We also see no erroneous exercise of discretion in the trial court’s failure to make an express finding that Todd was “shirking” his maintenance payments.  The trial court had found that Todd had the capacity to earn $30,000 yearly, as shown by two job offers in that amount.  As the moving party, Todd had the burden of proof to show he did not have the ability to meet the support obligations that the court had established.  Cf. Rosplock v. Rosplock, 217 Wis.2d 22, 34, 577 N.W.2d 32, 38 (Ct. App. 1998).  The trial court concluded that Todd had no right to stay in an economically unprofitable self-employment venture on a long-term basis.  Under the circumstances, the trial court’s findings were the equivalent of a “shirking” finding and warranted the continuation of the maintenance payments set on the date of divorce.

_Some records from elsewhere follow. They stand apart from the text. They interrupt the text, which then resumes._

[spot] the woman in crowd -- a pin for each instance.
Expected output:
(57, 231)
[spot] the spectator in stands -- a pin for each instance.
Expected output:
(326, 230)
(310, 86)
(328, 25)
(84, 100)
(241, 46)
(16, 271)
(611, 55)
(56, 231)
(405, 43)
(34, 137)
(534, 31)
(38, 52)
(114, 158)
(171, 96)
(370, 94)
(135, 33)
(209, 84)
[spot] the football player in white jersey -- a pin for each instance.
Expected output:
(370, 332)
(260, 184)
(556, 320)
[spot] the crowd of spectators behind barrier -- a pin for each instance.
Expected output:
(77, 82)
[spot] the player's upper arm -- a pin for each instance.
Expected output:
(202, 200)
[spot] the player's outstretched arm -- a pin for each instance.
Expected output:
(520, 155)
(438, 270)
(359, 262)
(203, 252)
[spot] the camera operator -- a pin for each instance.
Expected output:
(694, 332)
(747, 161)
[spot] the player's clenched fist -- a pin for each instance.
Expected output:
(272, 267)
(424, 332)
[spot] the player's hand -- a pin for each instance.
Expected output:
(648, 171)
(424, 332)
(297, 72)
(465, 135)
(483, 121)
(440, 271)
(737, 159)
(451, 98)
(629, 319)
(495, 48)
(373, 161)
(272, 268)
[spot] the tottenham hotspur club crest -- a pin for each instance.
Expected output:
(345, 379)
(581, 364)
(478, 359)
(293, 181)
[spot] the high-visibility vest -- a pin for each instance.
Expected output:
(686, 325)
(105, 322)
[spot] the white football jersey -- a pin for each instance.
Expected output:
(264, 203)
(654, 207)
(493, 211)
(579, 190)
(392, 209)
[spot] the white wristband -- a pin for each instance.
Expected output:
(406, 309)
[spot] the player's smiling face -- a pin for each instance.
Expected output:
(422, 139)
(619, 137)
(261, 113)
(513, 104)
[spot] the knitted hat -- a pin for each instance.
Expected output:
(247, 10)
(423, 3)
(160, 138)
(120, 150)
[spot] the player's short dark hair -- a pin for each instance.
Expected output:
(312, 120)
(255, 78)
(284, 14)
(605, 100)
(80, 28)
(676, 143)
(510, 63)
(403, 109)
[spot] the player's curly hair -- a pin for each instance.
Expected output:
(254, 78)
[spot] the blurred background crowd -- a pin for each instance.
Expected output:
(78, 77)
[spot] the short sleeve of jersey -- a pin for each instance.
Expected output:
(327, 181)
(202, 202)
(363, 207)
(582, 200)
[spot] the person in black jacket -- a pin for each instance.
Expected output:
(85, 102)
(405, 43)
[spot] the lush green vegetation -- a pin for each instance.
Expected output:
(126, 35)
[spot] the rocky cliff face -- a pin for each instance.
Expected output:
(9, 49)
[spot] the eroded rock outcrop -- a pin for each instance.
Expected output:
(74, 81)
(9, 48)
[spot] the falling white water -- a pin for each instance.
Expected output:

Additionally, the trial court had a factual basis to find Todd in contempt and to require him to pay Stacy’s attorney fees for the motion to hold him in contempt.  A trial court may hold a payor spouse in contempt if there is a failure to pay maintenance coupled with an ability to pay.  See Burger v. Burger, 144 Wis.2d 514, 528, 424 N.W.2d 691, 697 (1988).  We must uphold the findings of the trial court unless they are clearly erroneous.  See Noll v. Dimiceli’s, Inc., 115 Wis.2d 641, 643-44, 340 N.W.2d 575, 577 (Ct. App. 1983).  Under the circumstances, the trial court reasonably ruled that Todd had the ability to pay and failed to exercise that ability.  Remedial contempt and attorney fees were appropriate under these facts. 

By the Court—Order affirmed.

This opinion will not be published.  See Rule 809.23(1)(b)5, Stats.